I am completely confident with these guys. The fact is you don't put out your strategic game plan for the competitors to see..
If they did in fact bonus themselves the shares, and increase the A/S to block a buyout.. you don't make that public knowledge..If they public opinion on this strategic move is GREED and CROOKS then by all means let that run as much as possible.. smoke and mirrors but in a good way for us.. long term..
They have not started selling their bonus shares. They have stopped diluting the O/S, and started buying back They have started buying open market stock personally. They have expanded exponentially, and INTERNATIONALLY!! They have increased revenues 400% YoY.. They have backorder<<this equals DEMAND! They have new contracts. They are releasing their compensation agreements to allow a third party to correct them. They are implementing a Code of Ethics. as per this PR http://www.prnewswire.com/news-releases/musclepharm-provides-update-on-corporate-initiatives-147894385.html
You might think, whatever these guys are crooks what could a "code of ethics" possibly do.. well look at the wording..
Corporate Governance guidelines and a Code of Ethics were adopted
First let me say that I previously cited http://www.nasdaq.com/about/nasdaq_listing_req_fees.pdf and to read page 1, when in fact we would not fall under "Global Market" I believe we would fall under "Capital Market" which as stated on http://www.nasdaq.net/PublicPages/ListingStandards.aspx you will see that this refers to the SmallCap sector, and would be an easier fit. Capital Market requirements are on page 12 of the previous PDF link...
If you go the 5600's section you will find the section "5610 Code of Conduct" . If you will be so kind as to read the first 2 sentences in this section then you will see why they chose the previously quoted words of "Corporate Governance guidelines and Code of Ethics". This Code of Ethics the company is adopting, will most likely be a mirror image of the Sarbanes-Oxley Act, Code of Ethics outlined in section 406c.. here is a link http://www.sec.gov/rules/final/33-8177.htm here is the definition.. incase you don't want to search through it
c. Final Definition of "Code of Ethics"
The final rule defines the term "code of ethics" as written standards that are reasonably designed to deter wrongdoing and to promote:
Honest and ethical conduct, including the ethical handling of actual or apparent conflicts of interest between personal and professional relationships;
Full, fair, accurate, timely, and understandable disclosure in reports and documents that a registrant files with, or submits to, the Commission and in other public communications made by the registrant;
Compliance with applicable governmental laws, rules and regulations;
The prompt internal reporting to an appropriate person or persons identified in the code of violations of the code;45 and
Accountability for adherence to the code.46 We eliminated the component of the definition requiring the code to promote the avoidance of conflicts of interest, including disclosure to an appropriate person or persons identified in the code of any material transaction or relationship that reasonably could be expected to give rise to such a conflict, because the conduct addressed by this component already is addressed by the first prong of the proposed definition, requiring honest and ethical conduct and the ethical handling of actual and apparent conflicts of interest.
We are not adopting commenters' suggestions that we set forth additional ethical principles that the code of ethics should address.
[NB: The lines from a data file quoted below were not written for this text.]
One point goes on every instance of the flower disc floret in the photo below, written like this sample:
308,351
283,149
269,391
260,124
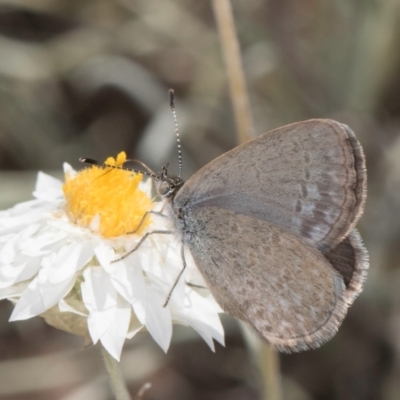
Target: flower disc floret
112,195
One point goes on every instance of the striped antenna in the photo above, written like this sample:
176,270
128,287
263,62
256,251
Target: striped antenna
178,140
95,162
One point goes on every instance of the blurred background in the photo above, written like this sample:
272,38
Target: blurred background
90,78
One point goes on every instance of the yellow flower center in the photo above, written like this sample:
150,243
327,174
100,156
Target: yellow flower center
111,195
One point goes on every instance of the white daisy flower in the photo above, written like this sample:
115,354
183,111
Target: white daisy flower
58,257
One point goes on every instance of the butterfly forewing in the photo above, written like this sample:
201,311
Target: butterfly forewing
307,178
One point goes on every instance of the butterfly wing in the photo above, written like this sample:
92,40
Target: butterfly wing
307,178
284,287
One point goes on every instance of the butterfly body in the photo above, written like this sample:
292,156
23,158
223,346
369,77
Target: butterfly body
270,225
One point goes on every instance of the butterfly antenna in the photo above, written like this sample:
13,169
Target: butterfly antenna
178,140
95,162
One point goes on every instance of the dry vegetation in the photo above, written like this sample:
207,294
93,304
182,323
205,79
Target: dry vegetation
90,78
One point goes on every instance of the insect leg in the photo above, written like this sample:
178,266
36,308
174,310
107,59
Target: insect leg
143,238
178,277
144,217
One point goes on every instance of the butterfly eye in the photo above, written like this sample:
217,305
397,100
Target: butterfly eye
166,189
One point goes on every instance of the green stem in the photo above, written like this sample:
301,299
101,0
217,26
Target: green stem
233,62
265,358
267,362
116,380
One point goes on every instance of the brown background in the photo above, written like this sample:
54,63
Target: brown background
90,78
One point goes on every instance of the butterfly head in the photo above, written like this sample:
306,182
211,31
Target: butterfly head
168,185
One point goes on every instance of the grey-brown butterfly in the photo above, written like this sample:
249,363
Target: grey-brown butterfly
271,227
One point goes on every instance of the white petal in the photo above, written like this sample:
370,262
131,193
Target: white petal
64,306
14,291
105,254
70,259
129,282
114,338
47,187
158,320
38,298
19,271
109,314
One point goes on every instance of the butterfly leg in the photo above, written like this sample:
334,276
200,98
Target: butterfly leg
178,277
144,237
159,213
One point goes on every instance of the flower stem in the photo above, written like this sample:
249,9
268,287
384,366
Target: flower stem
265,358
231,49
267,362
116,380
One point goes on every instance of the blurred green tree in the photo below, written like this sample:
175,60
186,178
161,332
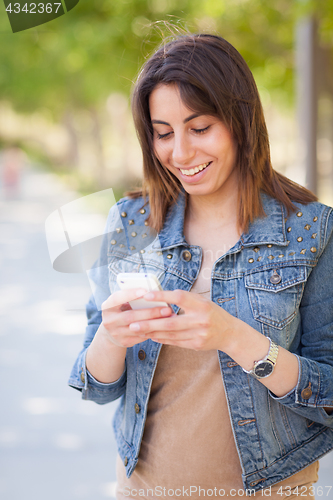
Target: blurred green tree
77,60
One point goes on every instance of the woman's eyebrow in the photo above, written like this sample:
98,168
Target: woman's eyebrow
189,118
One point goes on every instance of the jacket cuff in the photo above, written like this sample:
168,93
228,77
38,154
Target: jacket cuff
82,380
305,398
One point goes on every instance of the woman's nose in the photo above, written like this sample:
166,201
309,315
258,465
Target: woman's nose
183,150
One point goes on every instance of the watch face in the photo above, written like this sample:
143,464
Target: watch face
263,369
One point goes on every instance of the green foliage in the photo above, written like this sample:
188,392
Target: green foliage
77,60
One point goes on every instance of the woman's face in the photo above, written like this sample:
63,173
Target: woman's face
198,149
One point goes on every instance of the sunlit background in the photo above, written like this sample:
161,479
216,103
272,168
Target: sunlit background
66,131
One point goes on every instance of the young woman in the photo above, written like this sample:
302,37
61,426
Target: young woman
231,387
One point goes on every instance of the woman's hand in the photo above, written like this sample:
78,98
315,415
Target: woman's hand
117,315
204,325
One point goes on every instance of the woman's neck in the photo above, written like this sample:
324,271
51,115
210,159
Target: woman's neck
211,212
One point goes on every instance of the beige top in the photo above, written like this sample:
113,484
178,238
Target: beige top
188,440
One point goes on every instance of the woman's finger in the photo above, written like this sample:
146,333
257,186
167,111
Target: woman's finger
122,296
185,300
170,324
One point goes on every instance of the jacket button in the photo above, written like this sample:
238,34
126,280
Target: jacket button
141,355
187,256
307,392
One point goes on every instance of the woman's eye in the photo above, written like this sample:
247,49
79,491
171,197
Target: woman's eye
162,136
201,130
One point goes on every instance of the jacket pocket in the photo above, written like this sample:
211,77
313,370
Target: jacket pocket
275,293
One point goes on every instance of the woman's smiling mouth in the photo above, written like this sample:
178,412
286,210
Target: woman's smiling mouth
195,170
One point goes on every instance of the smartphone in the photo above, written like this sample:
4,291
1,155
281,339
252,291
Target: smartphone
127,281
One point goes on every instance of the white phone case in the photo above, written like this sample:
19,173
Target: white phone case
128,281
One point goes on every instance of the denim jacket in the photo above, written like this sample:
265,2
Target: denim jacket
275,436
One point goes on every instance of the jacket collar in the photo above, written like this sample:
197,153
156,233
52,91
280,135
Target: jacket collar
263,230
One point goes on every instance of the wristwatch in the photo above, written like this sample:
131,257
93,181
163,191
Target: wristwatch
265,367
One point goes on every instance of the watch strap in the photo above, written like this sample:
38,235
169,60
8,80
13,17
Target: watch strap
271,357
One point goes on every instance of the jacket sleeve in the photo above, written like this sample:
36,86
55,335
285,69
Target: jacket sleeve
80,378
314,389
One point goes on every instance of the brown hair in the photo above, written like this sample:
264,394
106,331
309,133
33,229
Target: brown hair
212,78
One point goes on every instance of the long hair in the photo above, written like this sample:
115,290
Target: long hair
214,79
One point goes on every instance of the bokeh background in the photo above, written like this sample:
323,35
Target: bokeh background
66,131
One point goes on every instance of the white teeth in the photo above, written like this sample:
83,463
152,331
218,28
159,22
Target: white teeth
194,170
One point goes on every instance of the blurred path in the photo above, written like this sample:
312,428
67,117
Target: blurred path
53,445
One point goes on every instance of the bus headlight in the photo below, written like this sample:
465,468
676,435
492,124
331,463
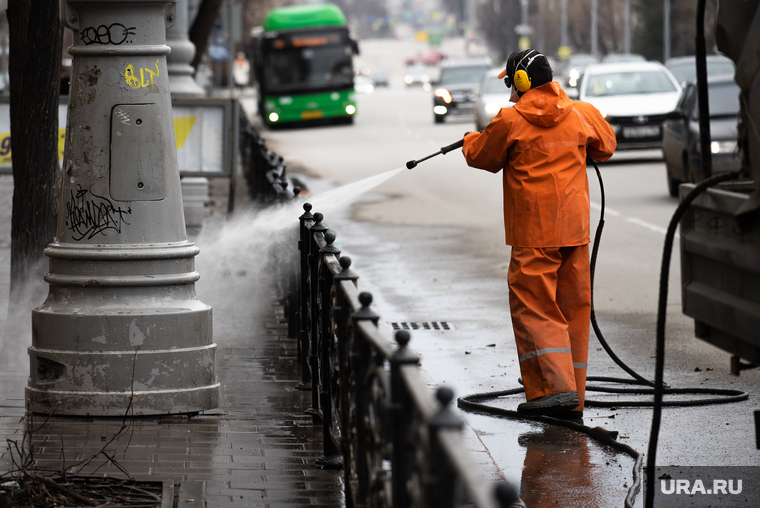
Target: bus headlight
492,108
443,94
722,146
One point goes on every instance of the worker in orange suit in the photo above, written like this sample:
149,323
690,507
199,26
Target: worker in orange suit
541,143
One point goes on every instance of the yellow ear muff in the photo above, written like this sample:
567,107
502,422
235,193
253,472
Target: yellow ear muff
521,81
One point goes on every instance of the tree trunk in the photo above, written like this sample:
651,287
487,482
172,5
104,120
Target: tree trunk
199,32
35,72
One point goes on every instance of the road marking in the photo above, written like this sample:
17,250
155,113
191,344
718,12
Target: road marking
607,209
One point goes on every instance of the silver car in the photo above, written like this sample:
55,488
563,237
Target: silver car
634,97
492,95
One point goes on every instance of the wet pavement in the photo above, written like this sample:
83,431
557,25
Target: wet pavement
258,449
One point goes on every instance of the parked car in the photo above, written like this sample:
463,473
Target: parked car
455,89
572,70
623,57
684,68
363,84
380,78
416,76
492,95
634,97
681,145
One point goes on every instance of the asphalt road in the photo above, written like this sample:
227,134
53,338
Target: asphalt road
428,243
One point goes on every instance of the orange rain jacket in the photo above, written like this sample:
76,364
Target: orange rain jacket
542,142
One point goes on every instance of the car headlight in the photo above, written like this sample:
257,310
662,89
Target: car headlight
443,94
723,146
492,108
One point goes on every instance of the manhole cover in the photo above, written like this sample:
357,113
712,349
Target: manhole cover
425,325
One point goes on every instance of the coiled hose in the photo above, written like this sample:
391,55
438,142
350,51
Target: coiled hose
475,402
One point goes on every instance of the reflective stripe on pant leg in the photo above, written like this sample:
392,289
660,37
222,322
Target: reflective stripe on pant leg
541,331
574,301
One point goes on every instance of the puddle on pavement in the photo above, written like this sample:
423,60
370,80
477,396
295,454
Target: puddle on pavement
557,466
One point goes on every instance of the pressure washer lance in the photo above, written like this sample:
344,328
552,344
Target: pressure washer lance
442,151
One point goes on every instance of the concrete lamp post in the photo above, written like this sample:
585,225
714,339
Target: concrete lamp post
122,323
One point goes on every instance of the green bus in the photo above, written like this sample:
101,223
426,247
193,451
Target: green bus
304,67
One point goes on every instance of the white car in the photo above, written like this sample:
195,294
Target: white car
492,95
634,97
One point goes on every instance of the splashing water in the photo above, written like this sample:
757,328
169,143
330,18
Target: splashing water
236,257
327,201
336,198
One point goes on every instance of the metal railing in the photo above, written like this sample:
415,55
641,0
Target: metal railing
399,444
264,170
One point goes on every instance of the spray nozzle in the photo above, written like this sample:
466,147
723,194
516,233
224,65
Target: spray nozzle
443,151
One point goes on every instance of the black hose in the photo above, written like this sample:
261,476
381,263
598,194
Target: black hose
473,402
659,389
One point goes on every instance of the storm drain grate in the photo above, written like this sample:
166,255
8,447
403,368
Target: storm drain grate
425,325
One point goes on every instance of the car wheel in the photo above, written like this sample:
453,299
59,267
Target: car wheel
672,184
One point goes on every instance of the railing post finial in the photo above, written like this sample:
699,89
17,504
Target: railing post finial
346,273
506,494
365,312
329,248
445,418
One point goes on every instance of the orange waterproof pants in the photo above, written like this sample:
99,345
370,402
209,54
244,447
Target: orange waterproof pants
550,303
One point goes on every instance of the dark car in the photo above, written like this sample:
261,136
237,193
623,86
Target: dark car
455,89
681,144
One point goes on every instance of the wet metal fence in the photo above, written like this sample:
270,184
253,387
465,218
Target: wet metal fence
398,443
264,170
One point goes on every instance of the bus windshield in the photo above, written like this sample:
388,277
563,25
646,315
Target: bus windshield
308,61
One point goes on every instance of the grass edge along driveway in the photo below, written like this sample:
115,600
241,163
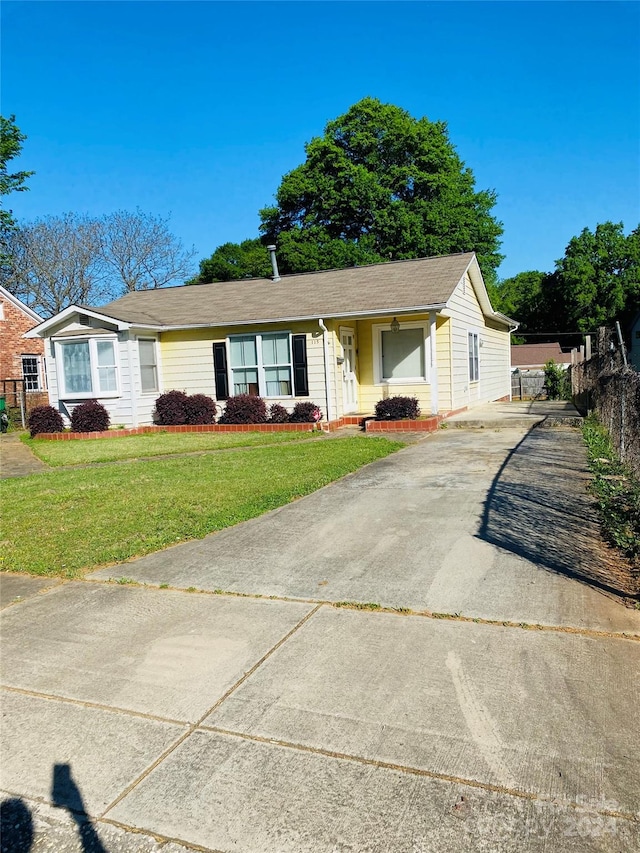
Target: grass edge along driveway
92,450
67,522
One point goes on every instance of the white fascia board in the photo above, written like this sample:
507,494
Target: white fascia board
475,274
41,330
362,315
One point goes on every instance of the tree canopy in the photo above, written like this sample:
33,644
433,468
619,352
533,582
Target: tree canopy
380,185
11,140
595,283
232,261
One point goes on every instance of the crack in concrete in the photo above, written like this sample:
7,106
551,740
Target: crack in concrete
369,608
193,726
429,774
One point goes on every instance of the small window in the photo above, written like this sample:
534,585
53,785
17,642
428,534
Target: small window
148,366
31,372
401,353
474,357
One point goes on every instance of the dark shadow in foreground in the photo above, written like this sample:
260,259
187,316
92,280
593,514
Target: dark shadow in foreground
66,794
16,822
16,826
538,508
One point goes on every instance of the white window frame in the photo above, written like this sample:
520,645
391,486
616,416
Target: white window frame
377,330
38,360
153,341
473,335
260,366
93,342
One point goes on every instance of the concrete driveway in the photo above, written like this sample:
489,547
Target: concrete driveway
479,693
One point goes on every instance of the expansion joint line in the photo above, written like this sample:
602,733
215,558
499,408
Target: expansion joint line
418,771
193,726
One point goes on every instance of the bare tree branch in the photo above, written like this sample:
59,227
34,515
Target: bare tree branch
139,248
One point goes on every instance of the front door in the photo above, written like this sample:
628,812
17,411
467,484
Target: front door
349,381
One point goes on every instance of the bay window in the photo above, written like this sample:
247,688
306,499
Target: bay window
87,368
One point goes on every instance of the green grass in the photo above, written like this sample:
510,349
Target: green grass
86,451
616,489
65,522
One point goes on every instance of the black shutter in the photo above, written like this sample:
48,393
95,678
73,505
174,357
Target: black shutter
300,378
220,371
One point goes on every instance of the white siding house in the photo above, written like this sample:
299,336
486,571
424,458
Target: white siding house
343,339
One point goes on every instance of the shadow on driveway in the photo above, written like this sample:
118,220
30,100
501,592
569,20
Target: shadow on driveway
16,823
538,508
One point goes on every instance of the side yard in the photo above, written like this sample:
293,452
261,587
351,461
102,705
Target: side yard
65,522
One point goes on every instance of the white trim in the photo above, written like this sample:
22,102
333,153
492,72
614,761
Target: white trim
154,341
38,331
473,330
95,393
349,409
377,329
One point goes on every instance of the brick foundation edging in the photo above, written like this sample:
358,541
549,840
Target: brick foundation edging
423,425
146,430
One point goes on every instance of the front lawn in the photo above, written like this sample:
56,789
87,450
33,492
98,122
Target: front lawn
88,450
66,522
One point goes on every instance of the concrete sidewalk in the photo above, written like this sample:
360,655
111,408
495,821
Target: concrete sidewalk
233,721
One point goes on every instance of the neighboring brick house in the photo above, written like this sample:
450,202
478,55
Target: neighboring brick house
22,368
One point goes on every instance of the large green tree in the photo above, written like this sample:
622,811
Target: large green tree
231,261
595,283
598,279
380,185
11,140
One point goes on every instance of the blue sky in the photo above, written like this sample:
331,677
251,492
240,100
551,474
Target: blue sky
197,109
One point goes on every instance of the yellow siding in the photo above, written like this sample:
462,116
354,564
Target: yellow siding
370,392
494,381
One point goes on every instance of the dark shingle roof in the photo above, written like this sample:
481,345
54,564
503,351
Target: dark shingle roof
526,355
376,289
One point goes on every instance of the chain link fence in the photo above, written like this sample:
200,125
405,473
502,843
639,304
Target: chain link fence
605,385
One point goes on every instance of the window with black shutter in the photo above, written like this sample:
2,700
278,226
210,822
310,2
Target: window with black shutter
220,371
300,375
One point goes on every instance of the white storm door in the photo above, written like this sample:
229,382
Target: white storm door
349,381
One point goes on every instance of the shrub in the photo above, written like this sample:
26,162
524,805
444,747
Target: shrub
45,419
397,408
244,409
200,409
171,409
278,414
305,413
90,416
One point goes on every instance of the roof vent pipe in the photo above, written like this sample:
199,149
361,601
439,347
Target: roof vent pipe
274,263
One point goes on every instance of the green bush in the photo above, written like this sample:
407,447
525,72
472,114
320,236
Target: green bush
397,409
45,419
90,416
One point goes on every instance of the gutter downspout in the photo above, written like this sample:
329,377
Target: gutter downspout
433,367
325,343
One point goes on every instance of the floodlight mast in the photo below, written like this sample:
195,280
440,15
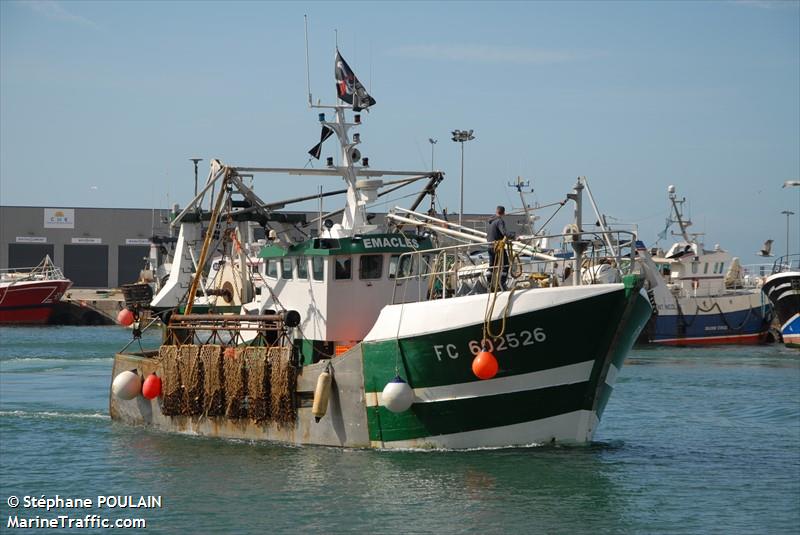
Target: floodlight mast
462,136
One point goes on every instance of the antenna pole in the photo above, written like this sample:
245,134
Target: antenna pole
308,70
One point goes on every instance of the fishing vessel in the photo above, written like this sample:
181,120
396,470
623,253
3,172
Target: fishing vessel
782,288
28,295
382,336
700,296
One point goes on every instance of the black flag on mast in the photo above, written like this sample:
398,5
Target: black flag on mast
317,149
349,88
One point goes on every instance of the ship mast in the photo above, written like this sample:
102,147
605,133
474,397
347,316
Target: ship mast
676,207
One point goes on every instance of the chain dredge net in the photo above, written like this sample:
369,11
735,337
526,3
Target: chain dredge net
251,382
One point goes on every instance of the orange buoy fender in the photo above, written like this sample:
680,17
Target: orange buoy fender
484,365
321,395
151,388
126,385
125,317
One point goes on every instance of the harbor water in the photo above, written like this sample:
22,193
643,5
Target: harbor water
698,440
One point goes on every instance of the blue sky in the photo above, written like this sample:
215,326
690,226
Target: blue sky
102,103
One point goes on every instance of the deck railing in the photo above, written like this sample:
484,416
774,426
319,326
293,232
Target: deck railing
459,270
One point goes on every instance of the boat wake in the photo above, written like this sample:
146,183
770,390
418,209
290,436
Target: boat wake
55,415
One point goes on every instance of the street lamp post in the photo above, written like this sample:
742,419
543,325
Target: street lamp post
196,161
788,214
432,142
461,136
789,184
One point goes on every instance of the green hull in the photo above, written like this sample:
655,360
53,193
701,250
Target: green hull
556,367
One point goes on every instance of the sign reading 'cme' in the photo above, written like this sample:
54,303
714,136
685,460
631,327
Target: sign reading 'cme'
59,218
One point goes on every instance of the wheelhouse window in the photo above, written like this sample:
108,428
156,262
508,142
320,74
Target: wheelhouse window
272,268
406,266
344,266
318,268
302,268
370,267
393,261
286,268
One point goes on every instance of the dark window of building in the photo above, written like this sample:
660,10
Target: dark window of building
302,268
130,262
370,267
343,267
28,254
86,265
286,268
272,268
318,268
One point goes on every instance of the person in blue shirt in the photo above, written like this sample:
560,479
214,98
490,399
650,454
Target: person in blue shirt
496,232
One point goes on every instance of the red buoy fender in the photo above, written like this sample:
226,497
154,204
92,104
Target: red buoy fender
484,365
125,317
151,388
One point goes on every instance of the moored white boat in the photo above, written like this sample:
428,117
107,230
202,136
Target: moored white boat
782,288
28,295
700,295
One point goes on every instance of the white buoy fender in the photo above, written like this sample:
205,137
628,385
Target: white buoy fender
126,385
321,395
397,395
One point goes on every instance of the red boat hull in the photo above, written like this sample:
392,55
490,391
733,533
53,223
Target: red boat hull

We continue to believe that ethics codes do, and should, vary from company to company and that decisions as to the specific provisions of the code, compliance procedures and disciplinary measures for ethical breaches are best left to the company. Such an approach is consistent with our disclosure-based regulatory scheme. Therefore, the rules do not specify every detail that the company must address in its code of ethics, or prescribe any specific language that the code of ethics must include. They further do not specify the procedures that the company should develop, or the types of sanctions that the company should impose, to ensure compliance with its code of ethics. We strongly encourage companies to adopt codes that are broader and more comprehensive than necessary to meet the new disclosure requirements.
We have added an instruction to the code of ethics disclosure item indicating that a company may have separate codes of ethics for different types of officers. The instruction also clarifies that the provisions of the company's code of ethics that address the elements listed in the definition and apply to those officers may be part of a broader code that addresses additional issues and applies to additional persons, such as all executive officers and directors of the company.47
This is just one bullet under the PR of "Update to Corporate Initiatives" that I choose due to your lack of confidence in the execs, and your continuous accusations of being crooks. Also, if it doesn't in fact represent an exact mirror of this you can read in the last paragraph that different types of officers may have different codes..
This also leads me to believe that they are trying to uplist to the NASDAQ Capital Market. I can more than likely find more correlations between this PR and the NASDAQ Capital Requirements if you like..
Bottom line, we are going up from here, just a matter of time. If you still have doubts with this company you should seriously check your investment strategy because if I had doubts like you in a company resembling MSLP at this point then i would have to assume that no company would be good to invest in.